Short Story Wednesday: LOST IN THE CITY, Edward P. Jones


This is one of my favorite collections of stories, and I have written about it before. The stories are set in D.C. between the fifties and the eighties. Jones writes beautifully about ordinary people, enduring what Black people have for so long endured. This collection won the Penn Hemingway Award. Jones' novel, THE KNOWN WORLD, the story of a Black slave owner, won the Pulitzer Prize. 

"The First Day" is the story of a mother taking her six-year old to school for the first time. The mother takes her to a school near her church, and is told it's the wrong school. Reaching the correct school, the mother is asked to fill out a form. She admits she cannot read and asks for help filling out the form. She has brought all sorts of forms and paperwork with her, not understanding what will be needed, thinking she has to prove her daughter's right to attend school. It occurs to the reader what a deficit this must be in navigating nearly every facet of modern life. It is nearly impossible to believe illiteracy still exists but it's just more hidden, I think.

When she finally turns to go, the child notices her mothers darned socks and loud shoes, probably for the first time. The details in this very short story nail the tone and sadness so well. 

George Kelley

Kevin Tipple 

TracyK 

Jerry House 

Todd Mason

11 comments:

Todd Mason said...

Jones was a pretty consistent guest on DC radio in the '80s and '90s, and I've read some of his work...genuinely insightful and graceful prose.

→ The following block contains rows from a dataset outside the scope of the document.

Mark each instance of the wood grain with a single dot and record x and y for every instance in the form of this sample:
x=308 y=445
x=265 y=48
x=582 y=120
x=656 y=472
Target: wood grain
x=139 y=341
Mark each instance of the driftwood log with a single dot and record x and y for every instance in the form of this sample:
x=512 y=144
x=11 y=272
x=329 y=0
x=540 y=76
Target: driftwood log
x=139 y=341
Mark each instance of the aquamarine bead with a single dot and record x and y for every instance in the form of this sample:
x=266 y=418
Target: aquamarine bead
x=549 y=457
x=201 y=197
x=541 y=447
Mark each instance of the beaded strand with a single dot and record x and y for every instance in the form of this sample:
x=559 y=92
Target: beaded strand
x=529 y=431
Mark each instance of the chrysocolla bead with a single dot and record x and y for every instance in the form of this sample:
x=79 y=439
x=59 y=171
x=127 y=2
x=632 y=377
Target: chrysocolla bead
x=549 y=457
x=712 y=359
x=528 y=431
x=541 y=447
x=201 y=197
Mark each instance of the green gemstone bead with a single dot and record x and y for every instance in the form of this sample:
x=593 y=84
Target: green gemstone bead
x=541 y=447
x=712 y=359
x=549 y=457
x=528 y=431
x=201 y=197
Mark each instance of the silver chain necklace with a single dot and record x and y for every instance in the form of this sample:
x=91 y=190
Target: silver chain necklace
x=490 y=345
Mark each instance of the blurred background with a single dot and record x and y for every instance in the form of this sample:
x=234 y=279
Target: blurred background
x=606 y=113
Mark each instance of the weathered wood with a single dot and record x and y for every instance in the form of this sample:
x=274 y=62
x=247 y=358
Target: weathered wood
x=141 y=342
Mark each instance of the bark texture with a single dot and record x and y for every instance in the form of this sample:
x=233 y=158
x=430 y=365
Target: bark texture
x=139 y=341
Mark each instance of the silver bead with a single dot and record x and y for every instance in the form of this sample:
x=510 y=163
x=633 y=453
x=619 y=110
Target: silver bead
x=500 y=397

pattinase (abbott) said...

He seems to have disappeared again. Which he did after this first collection.

Todd Mason said...

There's a lot of that going around. I had been wondering what happened to youngish writer Alice Sola Kim, and more established writer K. W. Jeter seems to have stopped publishing for an extended period as well. At least my old friend A. A. Attanasio has published a couple/few short items in the last year or so.

pattinase (abbott) said...

We cannot overestimate the affect Covid/Trump has had on creativity.

Jeff Meyerson said...

It's true we don't notice it much (por at all?) in most of our daily lives, but yes, illiteracy does still exist and it is a very serious problem.

Todd Mason said...

Sadly, I gather soured romance, tight finances in publishing and elsewhere, and other matters less truly Trumpian so much as similarly pestilent have had their way in at least my examples.

And illiteracy Really doesn't help when dealing with bureaucracy, no. At least one of my family, two gens back, was a lifelong illiterate, as the bad old days Weren't good.

Here's my SSW:
https://socialistjazz.blogspot.com/2023/05/ssw-epoch-fall-1955-ed-ronald-sukenick.html

Kevin R. Tipple said...

As always, thank you for including me, Patti.

TracyK said...

That period of time in D.C. would be interesting to read about. I have put the book on my wish list, so I won't forget about it.

Jeff Meyerson said...

I know I meant to get this last time you mentioned it, but this time I did.

Gerard Saylor said...

Reading IVANHOE now and wondering how Jews survived over the centuries. Thought similar of black people and women when I was reading a novel set in the 1960s.

Todd Mason said...

People survive because the thugs usually have a purpose for them, beyond punching-bag. And, usually, there are at least Some non-thugs around. When Xians decided they couldn't be moneylenders, that left a means for survival in some Jewish-owned business, along with the others that served the Jewish communities where they were isolated...

And, of course, if women didn't survive, at least past certain points, the human species doesn't, either. No one promised joy, alas.